Nur eine Freundschaft? Oder wollte er ihn als Geliebten oder gar als Gefährten?

GELIEBTER, grölte der Bocksbeinige.
Aber ehe die beiden wieder in langatmige Diskussionen verfielen, blendete Joran sie einfach aus und beantwortete Sturmwinds Frage.
"Ringg ist..... war", verbesserte er sich, "mein Geliebter. Wir waren einige Zeit Gefährten, bis...... bis....." Er wusste nicht, wie er es Sturmwind erklären sollte, ohne den Jungen in das selbe Gefühlschaos zu stürzen, in dem er sich damals befand. Er schluckte hart, ehe er sich einen Ruck gab. Er war immer ehrlich gewesen, manchmal vielleicht ZU ehrlich, wie eben bei Sturmwind, aber er wollte ihn nicht belügen.
"...bis sich Ringg den Konventionen des Stammes beugen musste und eine Verbindung mit Rikka, der Tochter des Häuptlings, eingegangen ist. Von ihm habe ich auch diesen Karfunkelstein." Joran spielte gedankenverloren mit dem Stein, der an einem dünnen Lederband um seinen Hals hing. "Als Unterpfand unserer ewigen Liebe, hat er gesagt." Bitternis schwang in den Worten mit.
"Aber ich will dich nicht mit meinen Sorgen belasten, Rabenhaar, denn ich fühle, dass du eine große Last auf deiner Seele mit dir herumträgst." **Magst du mir davon erzählen?

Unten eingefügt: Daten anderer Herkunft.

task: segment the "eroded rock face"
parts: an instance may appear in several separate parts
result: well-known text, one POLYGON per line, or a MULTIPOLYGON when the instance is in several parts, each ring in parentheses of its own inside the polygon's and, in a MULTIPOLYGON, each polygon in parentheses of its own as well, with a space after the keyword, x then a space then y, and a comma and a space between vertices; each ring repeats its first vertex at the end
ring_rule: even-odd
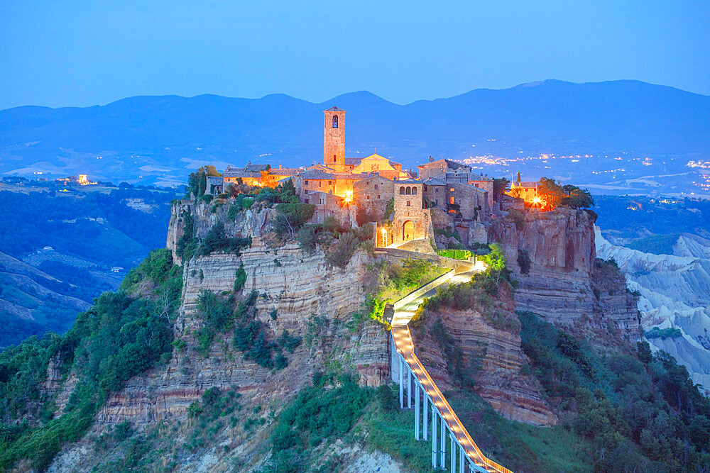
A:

Oder reißt es frischverheilte Wunden wieder auf?** Joran wechselte bewusst zum Senden, denn diese Frage war ihm einfach zu intim, um sie laut auszusprechen.

Die Entschuldigung drang in Sturmwinds Gehörgänge. Plötzlich bereute er, dass er Joran seine Hand entzogen hatte, schließlich war es schön gewesen, irgendwie zumindest.
Neugierig lauschte er Jorans Erzählung. Er konnte sich nur vorstellen, was es hieß, wenn der Gefährte sich anders entschied und nur einen Stein zurückließ. Nur noch wage erinnerte er sich an die Reden seines Stammes, in dessen anderen Hälfte es auch ein männliches Paar gab. Er war damals noch zu klein gewesen um es zu verstehen. Er hatte als Kind nichts besonderes daran gefunden. Immerhin hatte auch sein Vater einen Freund, mit dem er viel Zeit verbrachte, doch nun verstand er plötzlich den kleinen, aber feinen Unterschied. Es gab Freunde, mit denen man seine Freizeit verbrachte und es gab die, mit denen man mehr als nur ein Essen teilte.
Mitten in seinen Überlegungen erklang das Senden, dass ihn schier auszufüllen schien. Joran schien wirklich interessiert zu sein, aber konnte er dem ja eigentlich Fremden vom Tod seiner Eltern erzählen?
Er suchte den Blick zu den grünen Augen und begann die Bilder der Flut zu senden. Er zeigte Joran, wie seine Eltern von den Wassermassen mitgerissen wurden, wie die kleinen Pfahlhütten zerstört wurden und wie er sich auf einen Baum rettete, nachdem ihm bewusst war, dass er nichts ausrichten konnte. Sturmwinds Körper zitterte merklich, als er Joran an seiner traurigen Erfahrung teilhaben ließ. Die Bilder verblassten...
Mit zu Fäusten geballten Händen saß Sturmwind da und sagte leise: "Das ist dreizehn Neumonde her. Ich wollte zu meinem Bruder, aber ich fand ihn nicht. Seit dem Tod meiner Eltern war ich allein, bis vorhin, als ich Feleya traf..."
Er senkte den Kopf, denn plötzlich brach die Trauer über ihm zusammen. Tränen rannen seine Wangen hinab. Das erste Mal seit jener Zeit weinte er wieder...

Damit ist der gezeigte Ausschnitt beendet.